The composite varicocele registry of a single surgeon was queried to identify patients who had undergone redo varicocelectomy. Variables of testicular asymmetry, testicular volume, presence and degree of retrograde venous flow, and incidence of postoperative hydrocele were evaluated.
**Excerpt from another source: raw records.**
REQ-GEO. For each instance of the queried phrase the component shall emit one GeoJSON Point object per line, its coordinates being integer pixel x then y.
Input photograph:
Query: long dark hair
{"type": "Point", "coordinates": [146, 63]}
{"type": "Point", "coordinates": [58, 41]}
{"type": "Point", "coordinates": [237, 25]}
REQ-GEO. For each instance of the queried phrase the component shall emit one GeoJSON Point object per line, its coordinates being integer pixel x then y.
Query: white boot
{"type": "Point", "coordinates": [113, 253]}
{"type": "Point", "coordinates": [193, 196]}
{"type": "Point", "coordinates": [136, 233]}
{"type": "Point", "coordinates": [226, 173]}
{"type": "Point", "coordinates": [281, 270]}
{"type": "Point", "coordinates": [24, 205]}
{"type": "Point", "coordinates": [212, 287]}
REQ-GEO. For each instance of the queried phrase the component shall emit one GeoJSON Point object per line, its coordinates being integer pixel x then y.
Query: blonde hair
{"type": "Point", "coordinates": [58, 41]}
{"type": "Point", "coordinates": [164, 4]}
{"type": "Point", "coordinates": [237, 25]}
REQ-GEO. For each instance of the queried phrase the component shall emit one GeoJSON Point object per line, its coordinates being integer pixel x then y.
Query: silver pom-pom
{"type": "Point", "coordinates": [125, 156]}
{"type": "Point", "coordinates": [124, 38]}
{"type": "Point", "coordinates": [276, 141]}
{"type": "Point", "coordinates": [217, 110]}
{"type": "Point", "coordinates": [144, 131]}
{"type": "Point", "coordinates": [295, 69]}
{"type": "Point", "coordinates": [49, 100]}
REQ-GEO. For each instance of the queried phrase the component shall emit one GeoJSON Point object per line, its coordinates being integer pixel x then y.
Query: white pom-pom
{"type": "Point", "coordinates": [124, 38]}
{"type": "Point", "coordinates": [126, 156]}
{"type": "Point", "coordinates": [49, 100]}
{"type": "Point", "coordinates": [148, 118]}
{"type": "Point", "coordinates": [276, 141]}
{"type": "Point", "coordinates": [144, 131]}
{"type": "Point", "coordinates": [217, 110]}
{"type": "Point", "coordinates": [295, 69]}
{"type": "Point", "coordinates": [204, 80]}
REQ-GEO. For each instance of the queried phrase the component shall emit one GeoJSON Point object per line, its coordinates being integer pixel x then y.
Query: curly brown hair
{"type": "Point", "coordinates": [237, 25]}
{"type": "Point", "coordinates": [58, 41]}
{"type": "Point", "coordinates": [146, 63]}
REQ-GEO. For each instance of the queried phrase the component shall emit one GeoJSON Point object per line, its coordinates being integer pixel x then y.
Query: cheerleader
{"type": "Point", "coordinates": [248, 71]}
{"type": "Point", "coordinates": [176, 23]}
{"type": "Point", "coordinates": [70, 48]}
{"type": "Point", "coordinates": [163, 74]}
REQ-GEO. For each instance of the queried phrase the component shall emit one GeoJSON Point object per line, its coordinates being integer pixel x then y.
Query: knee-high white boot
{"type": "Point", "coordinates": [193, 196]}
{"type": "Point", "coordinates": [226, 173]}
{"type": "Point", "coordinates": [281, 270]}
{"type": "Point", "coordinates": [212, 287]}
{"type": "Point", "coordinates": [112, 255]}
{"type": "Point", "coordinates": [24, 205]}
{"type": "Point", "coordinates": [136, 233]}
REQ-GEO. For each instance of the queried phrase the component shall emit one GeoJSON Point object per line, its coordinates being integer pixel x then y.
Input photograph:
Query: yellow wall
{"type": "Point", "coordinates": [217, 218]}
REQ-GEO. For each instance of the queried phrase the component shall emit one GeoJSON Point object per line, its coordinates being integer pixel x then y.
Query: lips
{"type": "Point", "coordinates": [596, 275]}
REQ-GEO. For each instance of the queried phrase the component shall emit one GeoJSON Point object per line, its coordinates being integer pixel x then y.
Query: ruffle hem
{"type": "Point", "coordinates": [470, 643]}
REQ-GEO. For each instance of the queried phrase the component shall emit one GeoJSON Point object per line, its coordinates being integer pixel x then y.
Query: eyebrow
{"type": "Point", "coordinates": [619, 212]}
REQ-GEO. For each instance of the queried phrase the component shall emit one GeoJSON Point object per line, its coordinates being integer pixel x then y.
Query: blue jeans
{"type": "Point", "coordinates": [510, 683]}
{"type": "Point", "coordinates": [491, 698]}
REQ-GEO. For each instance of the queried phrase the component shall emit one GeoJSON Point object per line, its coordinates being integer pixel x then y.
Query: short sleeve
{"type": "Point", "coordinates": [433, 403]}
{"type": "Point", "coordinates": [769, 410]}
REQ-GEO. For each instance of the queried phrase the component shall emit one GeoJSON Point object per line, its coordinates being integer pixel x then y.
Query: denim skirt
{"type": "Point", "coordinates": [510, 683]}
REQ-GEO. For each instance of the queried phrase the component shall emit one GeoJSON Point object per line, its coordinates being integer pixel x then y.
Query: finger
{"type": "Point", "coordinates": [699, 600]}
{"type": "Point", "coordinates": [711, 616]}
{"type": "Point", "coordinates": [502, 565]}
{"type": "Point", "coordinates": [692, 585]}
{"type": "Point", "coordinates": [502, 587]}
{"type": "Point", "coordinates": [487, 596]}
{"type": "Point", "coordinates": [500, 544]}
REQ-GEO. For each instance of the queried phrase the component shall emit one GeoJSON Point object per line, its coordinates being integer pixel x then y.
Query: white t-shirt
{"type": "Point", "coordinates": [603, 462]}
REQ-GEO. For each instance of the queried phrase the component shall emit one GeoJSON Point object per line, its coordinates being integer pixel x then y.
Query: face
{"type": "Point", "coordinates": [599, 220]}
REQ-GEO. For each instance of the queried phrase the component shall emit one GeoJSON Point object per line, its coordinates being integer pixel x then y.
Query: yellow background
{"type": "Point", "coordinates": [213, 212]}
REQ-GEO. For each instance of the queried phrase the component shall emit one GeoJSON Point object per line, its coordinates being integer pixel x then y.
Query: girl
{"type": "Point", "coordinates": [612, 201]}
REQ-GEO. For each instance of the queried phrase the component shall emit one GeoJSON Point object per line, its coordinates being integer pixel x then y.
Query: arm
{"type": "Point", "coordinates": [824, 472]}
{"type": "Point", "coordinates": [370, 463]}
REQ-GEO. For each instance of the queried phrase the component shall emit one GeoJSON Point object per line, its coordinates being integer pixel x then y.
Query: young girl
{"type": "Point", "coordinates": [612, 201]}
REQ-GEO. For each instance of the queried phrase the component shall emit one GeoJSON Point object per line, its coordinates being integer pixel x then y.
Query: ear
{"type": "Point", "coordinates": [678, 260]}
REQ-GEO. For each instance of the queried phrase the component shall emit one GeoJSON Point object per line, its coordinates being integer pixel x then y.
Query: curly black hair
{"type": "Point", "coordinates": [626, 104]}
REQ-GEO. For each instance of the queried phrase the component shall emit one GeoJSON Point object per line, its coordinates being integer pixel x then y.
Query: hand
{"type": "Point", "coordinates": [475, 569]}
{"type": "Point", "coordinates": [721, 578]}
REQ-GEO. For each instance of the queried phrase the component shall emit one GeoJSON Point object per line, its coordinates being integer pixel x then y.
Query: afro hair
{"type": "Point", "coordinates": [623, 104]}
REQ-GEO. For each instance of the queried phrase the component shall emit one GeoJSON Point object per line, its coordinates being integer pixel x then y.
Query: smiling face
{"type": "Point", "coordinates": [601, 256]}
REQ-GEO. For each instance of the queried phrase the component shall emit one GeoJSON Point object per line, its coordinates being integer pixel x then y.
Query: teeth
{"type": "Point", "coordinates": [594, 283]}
Nineteen boys were identified as having had a redo varicocelectomy (16 open, 1 laparoscopic, 2 radiographic embolization) with a minimum postoperative follow-up of 6 months (mean: 23.4; range: 6-53 months). No varicocele was palpable postoperatively among the 17 surgical redoes; one patient's testicle was significantly smaller after surgery, and 3 developed a hydrocele requiring repair. One of two boys who underwent radiographic embolization had a persistent varicocele. Eight of the nine boys who had asymmetry of 10% or greater before redo demonstrated catch-up growth after repair. The consistent intraoperative finding in all redo patients was the presence of large veins within the cord, just proximal to the junction with the vas and in continuity with the dilated veins distal to the internal ring. Post-redo retrograde venous flow was not identifiable in 16 and minimal in three.
Redo varicocelectomy can be accomplished successfully and has a similar chance of achieving catch-up growth as does an initial repair. Postoperatively, there exists a small risk of testicular volume compromise and a significant risk of hydrocele development. Distal collateral veins may have a smaller role in varicocele formation and recurrence than previously thought.
回顾青少年患者行再次精索静脉曲张手术后的结局。
查询一位外科医生的精索静脉曲张综合数据库,以确定接受再次精索静脉结扎术的患者。评估睾丸不对称、睾丸体积、逆行静脉回流的存在和程度,以及术后阴囊水肿的发生率。
19 名男孩被确定为接受了再次精索静脉曲张手术(16 例开放手术,1 例腹腔镜手术,2 例放射栓塞),术后随访至少 6 个月(平均:23.4 岁;范围:6-53 个月)。在 17 例手术再修复中,术后均无法触及精索静脉曲张;1 名患者的睾丸明显缩小,3 名患者出现需要修复的阴囊水肿。2 例接受放射栓塞的男孩中,有 1 例精索静脉曲张持续存在。在再次修复前睾丸体积不对称大于 10%的 9 名男孩中,有 8 名显示出追赶性生长。所有再次修复患者的一致术中发现是在精索内静脉与输精管交界处近端的精索内存在大静脉,与内环远端扩张的静脉连续。16 例术后逆行静脉回流不可识别,3 例术后逆行静脉回流轻微。
再次精索静脉曲张手术可以成功完成,并且与初次修复一样有类似的实现追赶性生长的机会。术后存在睾丸体积受损的小风险和阴囊水肿发展的显著风险。与之前的想法相比,远端侧支静脉在精索静脉曲张形成和复发中的作用可能较小。